I have a very large XML file (300mb) of the following format:
<data>
<point>
<id><![CDATA[1371308]]></id>
<time><![CDATA[15:36]]></time>
</point>
<point>
<id><![CDATA[1371308]]></id>
<time><![CDATA[15:36]]></time>
</point>
<point>
<id><![CDATA[1371308]]></id>
<time><![CDATA[15:36]]></time>
</point>
</data>
Now I need to read it and iterate through the point
nodes doing something for each. Currently I'm doing it with Nokogiri like this:
require 'nokogiri'
xmlfeed = Nokogiri::XML(open("large_file.xml"))
xmlfeed.xpath("./data/point").each do |item|
save_id(item.xpath("./id").text)
end
However that's not very efficient, since it parses everything whole hug, and hence creating a huge memory footprint (several GB).
Is there a way to do this in chunks instead?

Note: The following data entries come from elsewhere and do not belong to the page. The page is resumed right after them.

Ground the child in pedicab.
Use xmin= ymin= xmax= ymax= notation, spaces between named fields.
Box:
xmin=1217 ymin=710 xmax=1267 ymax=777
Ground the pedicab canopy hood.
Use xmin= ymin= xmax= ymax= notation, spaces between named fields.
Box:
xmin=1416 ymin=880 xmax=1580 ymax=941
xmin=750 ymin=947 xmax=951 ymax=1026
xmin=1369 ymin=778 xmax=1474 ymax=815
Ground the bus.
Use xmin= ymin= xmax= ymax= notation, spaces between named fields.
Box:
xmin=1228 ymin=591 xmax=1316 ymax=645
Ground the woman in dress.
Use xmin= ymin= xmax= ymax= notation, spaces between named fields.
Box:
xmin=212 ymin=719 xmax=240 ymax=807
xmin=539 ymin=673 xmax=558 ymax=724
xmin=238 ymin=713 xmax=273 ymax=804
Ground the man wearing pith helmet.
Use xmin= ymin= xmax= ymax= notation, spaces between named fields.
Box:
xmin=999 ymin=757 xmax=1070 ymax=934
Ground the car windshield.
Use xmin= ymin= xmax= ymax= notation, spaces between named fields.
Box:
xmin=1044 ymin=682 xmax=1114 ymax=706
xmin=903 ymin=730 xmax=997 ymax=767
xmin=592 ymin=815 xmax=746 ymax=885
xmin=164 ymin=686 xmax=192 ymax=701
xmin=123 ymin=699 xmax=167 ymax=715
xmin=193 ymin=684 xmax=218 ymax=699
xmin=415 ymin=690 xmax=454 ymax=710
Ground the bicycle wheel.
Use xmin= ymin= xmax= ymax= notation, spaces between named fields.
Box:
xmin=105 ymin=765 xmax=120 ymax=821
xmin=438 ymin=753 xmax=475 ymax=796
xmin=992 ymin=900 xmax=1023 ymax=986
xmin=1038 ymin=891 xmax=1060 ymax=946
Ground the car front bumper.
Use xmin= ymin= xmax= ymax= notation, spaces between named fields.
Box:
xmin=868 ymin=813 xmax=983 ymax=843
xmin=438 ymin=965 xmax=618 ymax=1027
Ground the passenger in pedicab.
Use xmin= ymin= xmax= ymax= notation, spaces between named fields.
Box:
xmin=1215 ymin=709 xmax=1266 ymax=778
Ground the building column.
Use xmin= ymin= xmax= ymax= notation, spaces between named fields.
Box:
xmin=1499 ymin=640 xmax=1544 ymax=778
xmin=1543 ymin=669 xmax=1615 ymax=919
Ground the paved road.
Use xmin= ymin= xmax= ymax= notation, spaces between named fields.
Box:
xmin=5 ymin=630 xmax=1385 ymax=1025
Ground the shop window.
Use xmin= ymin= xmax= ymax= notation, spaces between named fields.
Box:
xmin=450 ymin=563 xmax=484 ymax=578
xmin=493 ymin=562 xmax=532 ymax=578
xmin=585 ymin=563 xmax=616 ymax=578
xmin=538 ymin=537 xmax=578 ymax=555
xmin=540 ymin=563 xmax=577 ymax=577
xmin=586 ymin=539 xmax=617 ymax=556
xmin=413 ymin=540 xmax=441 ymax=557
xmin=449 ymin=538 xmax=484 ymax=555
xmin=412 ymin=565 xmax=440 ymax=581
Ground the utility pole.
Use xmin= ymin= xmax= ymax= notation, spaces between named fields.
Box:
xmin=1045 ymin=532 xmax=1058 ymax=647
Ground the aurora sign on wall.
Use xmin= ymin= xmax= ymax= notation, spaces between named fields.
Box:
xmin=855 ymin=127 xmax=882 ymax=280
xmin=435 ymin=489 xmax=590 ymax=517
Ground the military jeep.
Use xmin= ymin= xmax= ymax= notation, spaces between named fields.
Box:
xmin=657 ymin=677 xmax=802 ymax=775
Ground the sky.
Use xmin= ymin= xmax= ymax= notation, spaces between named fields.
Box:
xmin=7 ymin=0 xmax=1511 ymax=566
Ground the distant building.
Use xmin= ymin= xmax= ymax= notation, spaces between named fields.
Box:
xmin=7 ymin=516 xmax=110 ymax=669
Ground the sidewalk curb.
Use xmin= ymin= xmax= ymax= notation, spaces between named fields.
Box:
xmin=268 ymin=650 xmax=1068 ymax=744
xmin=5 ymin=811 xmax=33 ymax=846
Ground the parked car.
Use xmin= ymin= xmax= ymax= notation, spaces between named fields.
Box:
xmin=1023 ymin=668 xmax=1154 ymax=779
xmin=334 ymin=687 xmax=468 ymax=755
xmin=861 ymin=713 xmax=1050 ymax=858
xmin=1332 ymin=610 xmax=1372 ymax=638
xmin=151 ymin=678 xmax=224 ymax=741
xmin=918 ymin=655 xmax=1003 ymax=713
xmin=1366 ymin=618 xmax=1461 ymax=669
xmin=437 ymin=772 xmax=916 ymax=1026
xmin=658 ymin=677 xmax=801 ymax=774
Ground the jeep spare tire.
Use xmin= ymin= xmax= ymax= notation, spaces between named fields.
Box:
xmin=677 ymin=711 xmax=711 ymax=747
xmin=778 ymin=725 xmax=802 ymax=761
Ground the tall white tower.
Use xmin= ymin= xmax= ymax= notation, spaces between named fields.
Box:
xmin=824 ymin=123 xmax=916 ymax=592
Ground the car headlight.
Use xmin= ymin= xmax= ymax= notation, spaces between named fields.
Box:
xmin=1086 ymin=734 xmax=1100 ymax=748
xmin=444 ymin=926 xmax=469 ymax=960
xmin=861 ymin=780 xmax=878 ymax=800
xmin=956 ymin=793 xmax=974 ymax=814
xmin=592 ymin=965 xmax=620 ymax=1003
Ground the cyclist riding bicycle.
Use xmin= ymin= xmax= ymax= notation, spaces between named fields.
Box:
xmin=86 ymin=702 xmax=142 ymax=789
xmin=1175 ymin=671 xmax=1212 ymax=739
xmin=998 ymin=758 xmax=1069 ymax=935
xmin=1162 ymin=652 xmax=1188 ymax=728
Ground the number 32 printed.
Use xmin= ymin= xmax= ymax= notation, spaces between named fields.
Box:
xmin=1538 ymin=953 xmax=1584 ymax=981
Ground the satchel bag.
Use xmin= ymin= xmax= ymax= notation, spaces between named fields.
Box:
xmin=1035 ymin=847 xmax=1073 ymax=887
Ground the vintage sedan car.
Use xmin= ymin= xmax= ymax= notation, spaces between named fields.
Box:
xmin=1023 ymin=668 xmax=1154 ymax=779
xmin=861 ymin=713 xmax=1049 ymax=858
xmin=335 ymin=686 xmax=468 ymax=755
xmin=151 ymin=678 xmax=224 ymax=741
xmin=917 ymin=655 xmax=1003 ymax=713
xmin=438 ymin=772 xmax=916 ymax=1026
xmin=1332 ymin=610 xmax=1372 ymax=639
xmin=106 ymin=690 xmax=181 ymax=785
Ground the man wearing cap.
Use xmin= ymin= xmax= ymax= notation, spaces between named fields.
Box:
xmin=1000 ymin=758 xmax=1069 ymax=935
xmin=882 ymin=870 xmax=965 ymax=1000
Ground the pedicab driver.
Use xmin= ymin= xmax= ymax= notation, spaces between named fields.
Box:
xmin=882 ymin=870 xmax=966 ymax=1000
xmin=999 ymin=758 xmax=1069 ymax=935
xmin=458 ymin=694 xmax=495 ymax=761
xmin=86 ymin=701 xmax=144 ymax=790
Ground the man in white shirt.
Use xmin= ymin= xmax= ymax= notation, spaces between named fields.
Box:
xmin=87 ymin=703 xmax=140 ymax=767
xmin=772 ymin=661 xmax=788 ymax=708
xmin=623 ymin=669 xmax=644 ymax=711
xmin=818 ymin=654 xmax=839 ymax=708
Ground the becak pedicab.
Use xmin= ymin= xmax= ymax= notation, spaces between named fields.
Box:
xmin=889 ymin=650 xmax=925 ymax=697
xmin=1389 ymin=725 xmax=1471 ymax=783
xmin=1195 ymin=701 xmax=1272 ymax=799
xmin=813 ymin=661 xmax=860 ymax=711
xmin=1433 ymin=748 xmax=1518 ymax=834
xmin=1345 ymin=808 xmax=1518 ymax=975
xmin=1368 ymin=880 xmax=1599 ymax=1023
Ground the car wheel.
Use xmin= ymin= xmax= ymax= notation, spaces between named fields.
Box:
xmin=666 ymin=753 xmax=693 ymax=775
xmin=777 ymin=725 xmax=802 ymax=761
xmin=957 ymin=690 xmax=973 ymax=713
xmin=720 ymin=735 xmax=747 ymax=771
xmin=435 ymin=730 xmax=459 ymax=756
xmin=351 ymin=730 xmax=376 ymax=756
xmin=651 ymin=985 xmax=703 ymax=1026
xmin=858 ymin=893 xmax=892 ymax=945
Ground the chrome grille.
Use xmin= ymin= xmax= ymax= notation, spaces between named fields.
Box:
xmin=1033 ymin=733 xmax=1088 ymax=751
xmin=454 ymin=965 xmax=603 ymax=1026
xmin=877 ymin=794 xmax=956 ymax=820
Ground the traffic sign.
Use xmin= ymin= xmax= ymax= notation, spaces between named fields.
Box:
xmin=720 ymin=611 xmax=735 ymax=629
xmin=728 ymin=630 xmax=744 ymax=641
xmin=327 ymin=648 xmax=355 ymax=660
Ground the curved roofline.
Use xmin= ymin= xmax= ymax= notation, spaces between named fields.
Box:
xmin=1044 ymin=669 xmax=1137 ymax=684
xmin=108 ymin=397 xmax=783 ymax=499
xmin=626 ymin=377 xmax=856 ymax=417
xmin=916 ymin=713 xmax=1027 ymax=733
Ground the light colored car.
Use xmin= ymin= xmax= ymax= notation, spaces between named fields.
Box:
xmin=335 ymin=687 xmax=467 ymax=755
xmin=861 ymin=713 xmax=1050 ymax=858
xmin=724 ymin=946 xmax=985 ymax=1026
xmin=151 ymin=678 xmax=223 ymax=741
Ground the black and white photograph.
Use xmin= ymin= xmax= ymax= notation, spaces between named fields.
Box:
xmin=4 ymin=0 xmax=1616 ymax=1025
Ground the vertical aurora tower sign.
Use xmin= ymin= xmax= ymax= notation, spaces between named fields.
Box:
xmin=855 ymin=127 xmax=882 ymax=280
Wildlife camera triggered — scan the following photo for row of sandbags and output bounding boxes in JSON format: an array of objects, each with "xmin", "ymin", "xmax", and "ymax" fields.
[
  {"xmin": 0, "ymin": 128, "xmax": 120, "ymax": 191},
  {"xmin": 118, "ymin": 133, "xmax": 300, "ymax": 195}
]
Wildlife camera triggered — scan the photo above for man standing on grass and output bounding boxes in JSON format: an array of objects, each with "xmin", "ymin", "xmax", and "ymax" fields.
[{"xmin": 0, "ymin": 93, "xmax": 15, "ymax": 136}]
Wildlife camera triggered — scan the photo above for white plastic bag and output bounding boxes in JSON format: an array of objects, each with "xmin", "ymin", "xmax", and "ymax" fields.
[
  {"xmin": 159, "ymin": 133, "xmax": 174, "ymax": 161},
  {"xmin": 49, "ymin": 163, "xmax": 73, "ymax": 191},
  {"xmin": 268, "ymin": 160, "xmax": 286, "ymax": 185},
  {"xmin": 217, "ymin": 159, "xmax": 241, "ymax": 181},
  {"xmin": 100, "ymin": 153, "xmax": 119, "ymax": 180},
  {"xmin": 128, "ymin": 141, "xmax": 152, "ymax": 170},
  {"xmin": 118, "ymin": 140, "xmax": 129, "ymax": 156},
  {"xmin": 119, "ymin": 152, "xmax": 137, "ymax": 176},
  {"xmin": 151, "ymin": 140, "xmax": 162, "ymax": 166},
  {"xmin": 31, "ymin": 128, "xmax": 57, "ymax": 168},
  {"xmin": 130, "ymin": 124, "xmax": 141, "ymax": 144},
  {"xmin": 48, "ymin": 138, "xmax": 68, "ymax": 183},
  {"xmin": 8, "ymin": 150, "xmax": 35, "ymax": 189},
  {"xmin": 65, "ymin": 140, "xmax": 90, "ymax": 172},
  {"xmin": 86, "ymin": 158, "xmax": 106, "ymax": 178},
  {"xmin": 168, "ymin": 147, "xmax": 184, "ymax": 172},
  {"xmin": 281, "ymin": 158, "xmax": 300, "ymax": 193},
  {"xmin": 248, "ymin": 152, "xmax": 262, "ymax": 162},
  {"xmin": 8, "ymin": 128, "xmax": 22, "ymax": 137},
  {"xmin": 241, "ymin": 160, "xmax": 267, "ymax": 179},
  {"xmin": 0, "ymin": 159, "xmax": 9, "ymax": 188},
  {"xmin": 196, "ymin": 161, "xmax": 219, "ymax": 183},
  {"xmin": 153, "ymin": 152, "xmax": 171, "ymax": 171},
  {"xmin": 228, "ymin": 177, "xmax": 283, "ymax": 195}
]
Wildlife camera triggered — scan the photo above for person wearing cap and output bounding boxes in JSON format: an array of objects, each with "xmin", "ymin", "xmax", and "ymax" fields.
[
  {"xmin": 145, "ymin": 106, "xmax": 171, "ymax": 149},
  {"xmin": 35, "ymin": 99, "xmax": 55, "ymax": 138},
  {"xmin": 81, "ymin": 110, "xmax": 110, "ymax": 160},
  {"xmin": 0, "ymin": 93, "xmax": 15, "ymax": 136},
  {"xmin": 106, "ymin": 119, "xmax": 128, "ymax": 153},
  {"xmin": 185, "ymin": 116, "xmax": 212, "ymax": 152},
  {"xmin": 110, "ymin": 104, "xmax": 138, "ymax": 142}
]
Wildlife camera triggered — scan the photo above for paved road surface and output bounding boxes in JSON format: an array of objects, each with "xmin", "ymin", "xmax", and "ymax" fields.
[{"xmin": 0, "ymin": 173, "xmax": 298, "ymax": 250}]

Might be called streaming if I'm not mistaken?
EDIT
The suggested answer using nokogiris sax parser might be okay, but it gets very messy when there is several nodes within each point
that I need to extract content from and process differently. Instead of returning a huge array of entries for later processing, I would much rather prefer if I could access one point
at a time, process it, and then move on to the next "forgetting" the previous.